# DATA 5600: Introduction to Regression and Machine Learning for Analytics

## __Koop Chapter 05: Statistical Aspects of Regression__ <br>

Author:  Tyler J. Brough <br>
Updated: November 8, 2021 <br>

---

<br>

In [1]:
import numpy as np
import pandas as pd
from scipy import stats
import matplotlib.pyplot as plt

plt.rcParams['figure.figsize'] = [10, 8]

In [2]:
np.random.seed(7)

---

<br>

## __Introduction__

<br>


These notes are taken from chapter 5 of the book _Analysis of Economic Data 2nd Edition_ by Gary Koop.

<br>

In this chapter we build up to an understanding of the statistical aspects of the regression model. 

* Discuss what the statistical methods are and what they are designed to do

* Show how to carry out a regression analysis using these statistical methods

* Interpret the results correctly

* Provide some graphical intuition in order to gain insight into where statistical results come from and what they mean

<br>

<br>

We distinguish between $\alpha$ and $\beta$ in the regression and the OLS (ordinary least squares) estimates of these coefficients $\hat{alpha}$ and $\hat{\beta}$

Remember the regression model:

<br>

$$
\Large{Y_{i} = \alpha + \beta X_{i} + \epsilon_{i}}
$$

<br>

* for $i = 1, \ldots, N$ observations

* $\alpha$ and $\beta$ measure the relationship between $Y$ and $X$

* We do not generally know what this relationship is without numerical values for $\alpha$ and $\beta$

* We derived OLS estimates which we labeled $\hat{\alpha}$ and $\hat{\beta}$

* We emphasized that $\alpha$ and $\beta$ are the true but unknown population coefficients

* $\hat{\alpha}$ and $\hat{\beta}$ are statistical estimates

* This leads us to ask how accurate these estimates are

* To answer this question we can bring to bear statistical theory

* At first we will focus on frequentist methods of understanding this process

* We will calculate _confidence intervals_ and conduct _hypothesis tests_ for the coefficients

* We say that OLS provides _point estimates_ for $\beta$ (e.g. $\hat{\beta} = 0.000842$ is the point estimate of $\beta$ in the regression of deforestation on population density)

* Think of the point estimate as our best statistical guess for what the right value of $\beta$ is

* Confidence intervals provide us with interval estimates allowing us to make statements that reflect the uncertainty we may have about the true value of $\beta$ (e.g. "we are confident that $\beta$ is greater than 0.0006 and less than 0.0010")
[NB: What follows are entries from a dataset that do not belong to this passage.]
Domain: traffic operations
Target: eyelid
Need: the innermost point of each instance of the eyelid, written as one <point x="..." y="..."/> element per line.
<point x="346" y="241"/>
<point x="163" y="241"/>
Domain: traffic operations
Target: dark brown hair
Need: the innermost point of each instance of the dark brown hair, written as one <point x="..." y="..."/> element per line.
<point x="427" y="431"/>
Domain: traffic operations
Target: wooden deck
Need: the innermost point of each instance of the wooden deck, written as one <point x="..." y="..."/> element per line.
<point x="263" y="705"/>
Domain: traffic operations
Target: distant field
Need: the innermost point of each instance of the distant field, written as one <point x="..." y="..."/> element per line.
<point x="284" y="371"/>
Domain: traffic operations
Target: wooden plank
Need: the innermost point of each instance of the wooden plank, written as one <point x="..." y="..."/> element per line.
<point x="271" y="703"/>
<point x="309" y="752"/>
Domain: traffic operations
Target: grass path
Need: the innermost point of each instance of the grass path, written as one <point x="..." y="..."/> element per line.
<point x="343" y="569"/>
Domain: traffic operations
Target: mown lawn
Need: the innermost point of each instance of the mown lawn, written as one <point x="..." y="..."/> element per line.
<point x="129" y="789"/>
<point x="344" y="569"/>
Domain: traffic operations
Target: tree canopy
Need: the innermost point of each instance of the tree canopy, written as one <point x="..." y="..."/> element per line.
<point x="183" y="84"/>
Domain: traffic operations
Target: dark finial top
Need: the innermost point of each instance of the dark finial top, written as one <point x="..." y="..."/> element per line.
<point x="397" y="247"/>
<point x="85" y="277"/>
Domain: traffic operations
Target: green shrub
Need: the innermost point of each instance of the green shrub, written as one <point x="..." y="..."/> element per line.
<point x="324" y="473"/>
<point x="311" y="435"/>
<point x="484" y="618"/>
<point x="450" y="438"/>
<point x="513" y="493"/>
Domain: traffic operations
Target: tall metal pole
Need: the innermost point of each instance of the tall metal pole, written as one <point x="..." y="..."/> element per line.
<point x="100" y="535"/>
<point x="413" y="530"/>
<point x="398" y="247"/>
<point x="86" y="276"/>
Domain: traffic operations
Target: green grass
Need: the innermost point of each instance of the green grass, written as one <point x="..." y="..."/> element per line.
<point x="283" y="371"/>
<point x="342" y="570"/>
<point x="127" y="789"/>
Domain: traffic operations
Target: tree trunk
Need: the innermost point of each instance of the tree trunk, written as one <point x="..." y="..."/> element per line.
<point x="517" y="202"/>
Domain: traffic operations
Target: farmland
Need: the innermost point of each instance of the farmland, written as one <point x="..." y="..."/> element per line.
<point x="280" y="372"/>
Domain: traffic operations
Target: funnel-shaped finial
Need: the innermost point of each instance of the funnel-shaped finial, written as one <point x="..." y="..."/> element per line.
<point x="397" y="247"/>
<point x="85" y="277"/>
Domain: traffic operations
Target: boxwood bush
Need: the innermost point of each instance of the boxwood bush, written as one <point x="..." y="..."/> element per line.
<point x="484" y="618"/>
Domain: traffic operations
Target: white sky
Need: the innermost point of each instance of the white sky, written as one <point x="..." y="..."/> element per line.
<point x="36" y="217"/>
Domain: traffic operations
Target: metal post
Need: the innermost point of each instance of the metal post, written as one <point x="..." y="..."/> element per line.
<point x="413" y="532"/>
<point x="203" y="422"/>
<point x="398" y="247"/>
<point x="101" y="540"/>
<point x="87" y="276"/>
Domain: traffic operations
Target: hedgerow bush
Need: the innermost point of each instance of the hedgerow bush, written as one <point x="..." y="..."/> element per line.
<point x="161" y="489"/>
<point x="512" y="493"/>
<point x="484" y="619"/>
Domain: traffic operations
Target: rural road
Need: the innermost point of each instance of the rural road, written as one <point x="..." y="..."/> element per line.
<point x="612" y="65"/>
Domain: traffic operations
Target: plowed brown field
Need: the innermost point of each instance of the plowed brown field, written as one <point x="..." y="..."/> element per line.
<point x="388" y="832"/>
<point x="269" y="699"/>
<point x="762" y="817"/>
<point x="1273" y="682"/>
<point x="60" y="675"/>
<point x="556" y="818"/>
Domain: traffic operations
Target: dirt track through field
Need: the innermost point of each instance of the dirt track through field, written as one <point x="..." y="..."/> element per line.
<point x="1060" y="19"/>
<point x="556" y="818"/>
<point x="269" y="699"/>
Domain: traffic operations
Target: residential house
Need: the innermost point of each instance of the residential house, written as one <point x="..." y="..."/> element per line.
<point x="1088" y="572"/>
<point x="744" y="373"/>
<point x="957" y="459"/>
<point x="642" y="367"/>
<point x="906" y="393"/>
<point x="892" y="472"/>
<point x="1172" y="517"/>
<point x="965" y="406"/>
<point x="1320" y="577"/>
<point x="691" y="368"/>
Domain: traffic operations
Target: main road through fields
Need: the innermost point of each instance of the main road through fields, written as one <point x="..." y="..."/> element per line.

* We can obtain different confidence intervals corresponding to different levels of confidence

* The degree of confidence we have in a chosen interval (e.g. $95\%$) is referred to as a _confidence level_

* The other major activity of the empirical researcher is _hypothesis testing_ 

* An example: $H_{0}: \beta = 0$

* If this later hypothesis is true, then it means that the explanatory variable has not explanatory power

* Hypothesis testing allows us to carry out such tests




### __Which Factors Affect the Accuracy of the Estimate $\hat{\beta}$?__

<br>

* Simulated models with $\alpha = 0$ and $\beta = 1$

* Figures 5.1, 5.2, 5.3, and 5.4

* If we try to fit a regression line to these different data sets they will lead to very different levels of accuracy

* Q: how confident would you be in the fitted model to each of these artificial datasets?

* 5.3 would be the most accurate - the linear pattern "leaps out" at you

<br>

These figures illustrate three main factors that affect the accuracy of OLS estimates and the uncertainty that surrounds our knowledge of what the true value of $\beta$ really is:

1. Having more data points improves the accuracy of estimation. This can be seem by comparing Figure 5.1 ($N = 5$) with Figure 5.3 ($N = 100$).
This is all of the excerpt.